Entre los asteroides que presentan las propiedades de los meteoritos metálicos se encuentran 3 Juno, 8 Flora, 12 Victoria, 89 Julia y 433 Eros. Algunos asteroides conforman alguna otra categoría: 4 Vesta se parece a un meteorito llamado condrito basáltico, mientras que 16 Psyché y 22 Calíope parecen contener básicamente hierro.
Los asteroides de hierro son de gran interés, pues los geofísicos creen que el cuerpo madre de un objeto muy rico en hierro debe haberse derretido hasta poder diferenciar, separar el hierro de los silicatos en la caótica mezcla inicial de elementos en los tiempos primigenios. Por otro lado, para que las moléculas orgánicas de los meteoritos carbonosos hayan logrado sobrevivir, las temperaturas no deben haberse elevado nunca lo suficiente como para fundir la roca o el hierro. Así pues, los distintos asteroides tienen historias distintas.
Comparando las propiedades de los asteroides y los meteoritos, estudiando en el laboratorio los meteoritos y simulando en computadoras los movimientos de los asteroides en el pasado, podrá lograrse algún día reconstruir las historias de los asteroides. Hoy por hoy, todavía no sabemos si representan un planeta que no pudo formarse a causa de las poderosas perturbaciones gravitatorias del cercano planeta Júpiter o si son los restos de un planeta totalmente formado que hubiese explotado por alguna razón. La mayoría de los estudiosos se inclinan por la primera hipótesis, básicamente porque nadie puede concebir cómo se hace explotar un planeta. Es posible que se consiga juntar todas las piezas de la historia.
También pueden existir meteoritos no procedentes de asteroides. Tal vez sean fragmentos de cometas jóvenes, o de las lunas de Marte, o de la superficie de Mercurio, o de los satélites de Júpiter, que hoy están repletos de polvo e ignorados en algún museo oscuro. Lo que sí queda claro es que está empezando a emerger la verdadera imagen del origen de los meteoritos.

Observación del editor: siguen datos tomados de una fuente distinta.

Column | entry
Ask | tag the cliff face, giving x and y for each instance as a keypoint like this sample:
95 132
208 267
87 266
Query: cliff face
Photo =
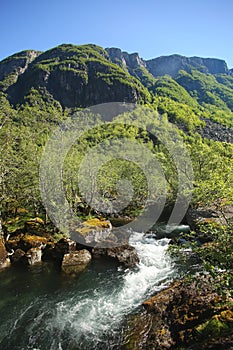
80 76
171 65
76 76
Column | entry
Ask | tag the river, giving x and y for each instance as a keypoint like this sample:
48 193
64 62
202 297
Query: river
41 309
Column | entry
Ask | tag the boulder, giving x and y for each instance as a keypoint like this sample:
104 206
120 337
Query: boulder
176 316
17 256
64 246
34 227
196 216
4 260
26 242
93 231
33 256
76 262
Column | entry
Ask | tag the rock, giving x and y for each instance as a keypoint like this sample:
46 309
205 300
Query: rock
125 254
93 231
197 216
77 80
172 318
75 262
26 242
64 246
15 65
17 256
4 260
34 227
172 64
33 256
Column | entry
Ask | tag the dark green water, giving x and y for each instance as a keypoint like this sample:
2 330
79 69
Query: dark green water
42 309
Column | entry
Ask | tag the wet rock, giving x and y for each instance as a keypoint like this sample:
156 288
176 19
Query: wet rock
17 256
34 227
26 242
33 256
125 254
64 246
197 216
172 318
93 231
4 260
76 262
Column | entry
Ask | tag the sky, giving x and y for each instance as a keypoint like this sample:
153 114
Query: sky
152 28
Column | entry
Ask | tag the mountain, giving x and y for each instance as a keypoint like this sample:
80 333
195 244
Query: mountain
191 90
76 76
79 76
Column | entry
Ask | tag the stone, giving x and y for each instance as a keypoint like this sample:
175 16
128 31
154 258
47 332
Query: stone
34 227
93 231
17 256
33 256
76 262
4 260
173 316
26 242
64 246
197 216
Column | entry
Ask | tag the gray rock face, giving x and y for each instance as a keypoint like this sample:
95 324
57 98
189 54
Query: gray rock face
33 256
16 65
124 59
4 260
75 262
172 64
17 256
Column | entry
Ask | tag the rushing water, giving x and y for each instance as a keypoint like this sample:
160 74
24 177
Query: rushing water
41 309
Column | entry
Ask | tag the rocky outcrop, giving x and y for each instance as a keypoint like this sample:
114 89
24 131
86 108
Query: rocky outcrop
196 216
76 262
26 242
33 256
172 64
15 65
93 231
77 76
177 316
4 259
124 59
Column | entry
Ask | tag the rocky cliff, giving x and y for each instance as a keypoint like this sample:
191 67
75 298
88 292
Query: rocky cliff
171 65
76 76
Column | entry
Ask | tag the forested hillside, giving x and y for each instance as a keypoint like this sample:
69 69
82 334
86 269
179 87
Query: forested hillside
167 139
39 90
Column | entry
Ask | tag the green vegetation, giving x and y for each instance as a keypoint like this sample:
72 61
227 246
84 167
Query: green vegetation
60 81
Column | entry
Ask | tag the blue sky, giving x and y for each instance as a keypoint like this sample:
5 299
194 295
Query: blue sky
152 28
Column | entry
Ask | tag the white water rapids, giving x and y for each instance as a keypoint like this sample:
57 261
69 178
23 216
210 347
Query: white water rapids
91 316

El sancta sanctorum del Templo de Diana en Éfeso fue destruido. Pero La Caaba fue cuidadosamente conservada, aunque no parece haberse realizado ningún examen verdaderamente científico de dicha piedra. Algunos creen que es un meteorito rocoso, oscuro y no metálico. Dos geólogos han sugerido recientemente, aun conscientes de disponer de pocas pruebas, que se trata de un pedazo de ágata. Algunos escritores musulmanes creen que, en un principio, el color de La Caaba era blanco, y no negro y que el color actual se debe al manoseo continuo. El punto de vista oficial del Guardián de la Piedra Negra es que fue colocada en su posición actual por el patriarca Abraham y que cayó de un cielo religioso y no astronómico —de forma que una posible prueba física del objeto no podría ser una prueba de la doctrina islámica. Ello no obsta para que fuese muy interesante poder examinar, con todo el arsenal de las modernas técnicas de laboratorio, un pequeño fragmento de La Caaba. Se podría determinar su composición con precisión. Si es un meteorito, se podría establecer su edad de exposición a los rayos cósmicos —el tiempo transcurrido entre la fragmentación y la llegada a la Tierra. También podrían comprobarse las hipótesis de su origen, como, por ejemplo, la idea de que hace unos 5 millones de años, en la época del origen de los homínidos, la Caaba se desprendió de un asteroide llamado 22 Calíope, giró en órbita alrededor del Sol durante los tiempos geológicos y chocó por accidente contra la Península Arábiga hace 2500 años.